Contexte et enjeux de la valorisation des actifs publics

Le pilotage des actifs immobiliers est devenu un sujet de préoccupation majeure pour les personnes publiques, en réponse à un contexte financier contraint et aux défis du monde d’après mais aussi aux évolutions normatives et réglementaires (parfois lourdes et complexes à mettre en œuvre), ainsi que les exigences environnementales croissantes.

Le développement des technologies et des usages numériques génère également des potentialités qu’il convient d’exploiter pleinement : l’avenir est aux actifs immobiliers capables d’évoluer selon les besoins des utilisateurs.

Importante source de dépense, l’immobilier est usuellement considéré comme le deuxième poste de charge après le personnel, et connaît une progression significative des coûts de détention et d’exploitation.

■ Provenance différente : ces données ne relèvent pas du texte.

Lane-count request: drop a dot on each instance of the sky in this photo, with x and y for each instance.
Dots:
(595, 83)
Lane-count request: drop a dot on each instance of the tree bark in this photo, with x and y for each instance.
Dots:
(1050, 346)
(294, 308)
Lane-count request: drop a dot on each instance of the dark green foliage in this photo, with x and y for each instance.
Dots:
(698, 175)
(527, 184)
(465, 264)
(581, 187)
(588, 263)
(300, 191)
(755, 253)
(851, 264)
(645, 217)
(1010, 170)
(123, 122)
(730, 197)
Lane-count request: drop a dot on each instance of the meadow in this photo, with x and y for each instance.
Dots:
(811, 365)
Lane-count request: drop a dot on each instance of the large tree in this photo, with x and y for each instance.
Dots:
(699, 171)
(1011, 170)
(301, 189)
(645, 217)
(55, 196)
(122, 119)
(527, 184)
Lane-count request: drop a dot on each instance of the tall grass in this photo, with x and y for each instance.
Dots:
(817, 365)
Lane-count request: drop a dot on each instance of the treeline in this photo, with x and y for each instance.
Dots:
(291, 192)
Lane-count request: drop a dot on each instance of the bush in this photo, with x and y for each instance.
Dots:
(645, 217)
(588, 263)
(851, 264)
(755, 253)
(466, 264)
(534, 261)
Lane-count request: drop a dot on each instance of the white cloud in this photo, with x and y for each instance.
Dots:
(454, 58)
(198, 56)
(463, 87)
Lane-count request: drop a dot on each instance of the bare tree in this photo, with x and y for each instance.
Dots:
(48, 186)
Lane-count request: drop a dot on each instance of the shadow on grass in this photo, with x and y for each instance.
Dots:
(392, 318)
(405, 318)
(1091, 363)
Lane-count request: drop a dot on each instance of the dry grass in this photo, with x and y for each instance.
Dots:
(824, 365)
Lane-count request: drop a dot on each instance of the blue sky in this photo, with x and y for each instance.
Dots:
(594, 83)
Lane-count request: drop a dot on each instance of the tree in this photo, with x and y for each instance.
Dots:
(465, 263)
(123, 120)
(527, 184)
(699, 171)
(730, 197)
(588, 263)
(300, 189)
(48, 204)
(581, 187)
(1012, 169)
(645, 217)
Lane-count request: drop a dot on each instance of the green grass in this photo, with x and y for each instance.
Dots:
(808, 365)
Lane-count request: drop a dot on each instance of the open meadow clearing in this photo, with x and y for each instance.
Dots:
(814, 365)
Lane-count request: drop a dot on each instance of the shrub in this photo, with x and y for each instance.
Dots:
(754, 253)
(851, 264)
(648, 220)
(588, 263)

Cette évolution est difficilement soutenable à moyen terme pour la majorité des personnes publiques.

Autre source de difficulté, le pilotage des actifs immobiliers est complexe à plusieurs titres :

  • Vision très fragmentée de la problématique comprenant de nombreux paramètres : une représentation des biens très large, avec des finalités et des taux d’occupation différenciés selon les actifs, des exigences et des contraintes d’exploitation spécifiques ;
  • Objectifs multiples et parfois antagonistes (politique, technique, financier, réglementaire, …) ;
  • Difficultés à structurer des solutions opérationnelles (critères de décision multiples, pilotage transversal insuffisant) ;
  • Défis majeurs à relever : transition énergétique et numérique, innovation et résilience.

Pour répondre à ces enjeux, la gestion active du patrimoine s’appuie sur des outils/méthodes :

  • Connaissance précise du patrimoine immobilier avec des données actualisées et pertinentes pour une gestion optimisée ;
  • Description clarifiée des processus d’exploitation du parc et de la gestion des actifs immobiliers ;
  • Pilotage de la fonction patrimoniale avec la mise en place d’un plan stratégique immobilier ;
  • Activation de leviers d’optimisation patrimoniale : maîtrise de l’usage des actifs immobiliers, rationalisation des coûts d’exploitation, arbitrage entre la rénovation et la construction de bâtiments neufs, avec à la clé, des gains significatifs, des gisements d’économies importants, et l’opportunité d’éviter l’empilement ; 

Centralisation dans une même direction des missions stratégiques, techniques, juridiques et financières.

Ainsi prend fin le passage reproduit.